Mit über 2 Stunden auch wieder sehr lang, aber den langen Anlauf hat's gebraucht, damit's überhaupt Sinn ergibt warum Denzel auf Rampage geht.
Hat mir sehr gut gefallen. Von den Kampfszenen über die Musik. Als von Zack Hemsey - vengeance kam hab ich mich richtig gefreut. 

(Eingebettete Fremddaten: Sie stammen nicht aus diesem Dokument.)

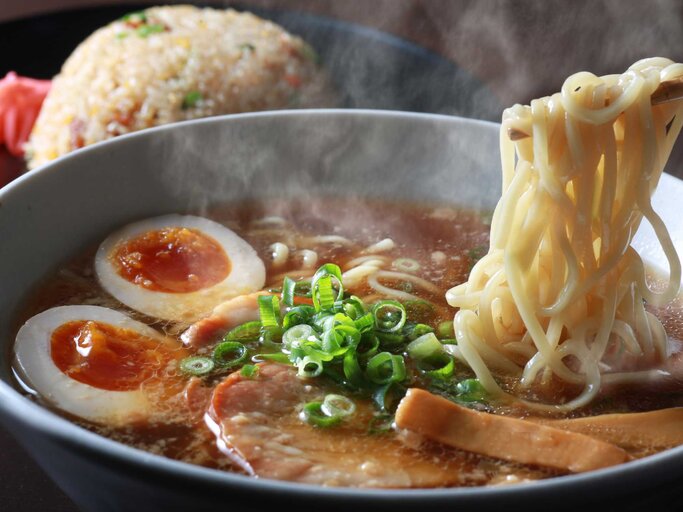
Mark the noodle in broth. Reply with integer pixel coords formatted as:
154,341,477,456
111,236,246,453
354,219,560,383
447,58,683,411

Der bessere John Wick. Auch wenn Wick n cooleres Setting hatte.


----------



## Sh1k4ri (11. April 2018)

Legion Season 2

 

Die erste Folge ist jetzt auf Sky-Ticket (kann man praktischerweise 5 Monate für nur 29,99&#8364; testen mit Serien und Filmen). Ein einziger Mindfuck, so wie ich es von Legion kenne. Visuell und auch schauspielerisch ein Meisterwerk.


----------



## Sozialinkompatibel (12. April 2018)

Public Enemies

Der vierte Film den ich jetzt die Woche gesehen habe der die 2 Stunden Marke bricht.
War okay, aber auch nur okay.
Die Verbändelung zwischen Dillinger und seiner glubschäugigen Frau fand ich äußerst albern.
Wirklich gefallen hat mir an dem Film nur das Mündungsfeuer der Tommy Guns.


----------



## Sh1k4ri (14. April 2018)

The Last Jedi

 



Spoiler



 Also, das erste mal TLJ gesehen seit ca. Januar. Dieser Film hat immer noch große Probleme in vielen Bereichen. Dieser Film zeigt aber gleichzeitig so viel neues und beeindruckendes, welches ich so niemals in einem Star Wars Film erwartet hätte. Gegen Ende kamen mir wieder die Tränen und das würde mir nicht bei einem schlechten Film passieren. Meine Meinung zum Film hat sich also nicht wirklich geändert. Ich finde die Casino-Scene immer noch überflüssig und fehl am Platz. Einige Szenen mit Rey und Luke passen für mich auch nicht so wirklich zusammen, die Chemie zwischen Rey und Kylo gefällt mir wiederum sehr gut. Generell kann man sagen, dass der Film richtig stark ist, wenn es entweder im Weltraum zur Sache geht oder auf den Raumschiffen. Die Dreadnaught-Zerstörung ist für mich immer noch das Highlight. Auf dem TV nicht so wirkungsvoll wie im Kino, aber egal.

 

Ich finde es sehr schade, dass Rian Johnson den "Mythos", der von JJ in Teil 7 aufgebaut wurde, quasi komplett zerstört hat. Warum zum Teufel castet man eine Gwendoline Christie als Phasma, wenn man sie innerhalb von 3 Minuten tötet? Wie ist Snoke so stark, wenn Kylo ihn ganz einfach mindfucken kann? Welchen Sinn hat Finn in dieser ganzen Geschichte? Als ehemaliger Stormtrooper wünsche ich mir da mehr Konflikte oder Hintergrundgeschichten. Diese Hintergrundgeschichte ist aber mit Phasma's Tod quasi weg. The Force Awakens hat in mir mehr Emotionen ausgelöst, selbst wenn das auch kein perfekter Film ist sondern viel mehr ein Reboot von A New Hope. TLJ würde ich knapp dahinter ansiedeln. Immer noch gute Sci Fi Streifen.

 



 

tl;dr - Unveränderte Meinung. Mir gefiel TFA einen Tick besser. Schade, dass Johnson den Charakteren nicht mehr Substanz gegeben hat. Film zeigt Szenen, die ich so niemals in einem Star Wars FIlm erwartet hätte. Auf der anderen Seite ist der fast komplette Mittelteile überflüssig und unpassend. Ein guter Sci Fi- FIlm (von denen es ja nicht mehr so viele gibt), ein eher durchschnittlich bis guter Star Wars Teil.


----------



## spectrumizer (14. April 2018)

Ich frage mich ja immer noch, wie man TFA gut finden konnte. Ich hab mich fast bei jeder Minute des Films verarscht gefühlt.  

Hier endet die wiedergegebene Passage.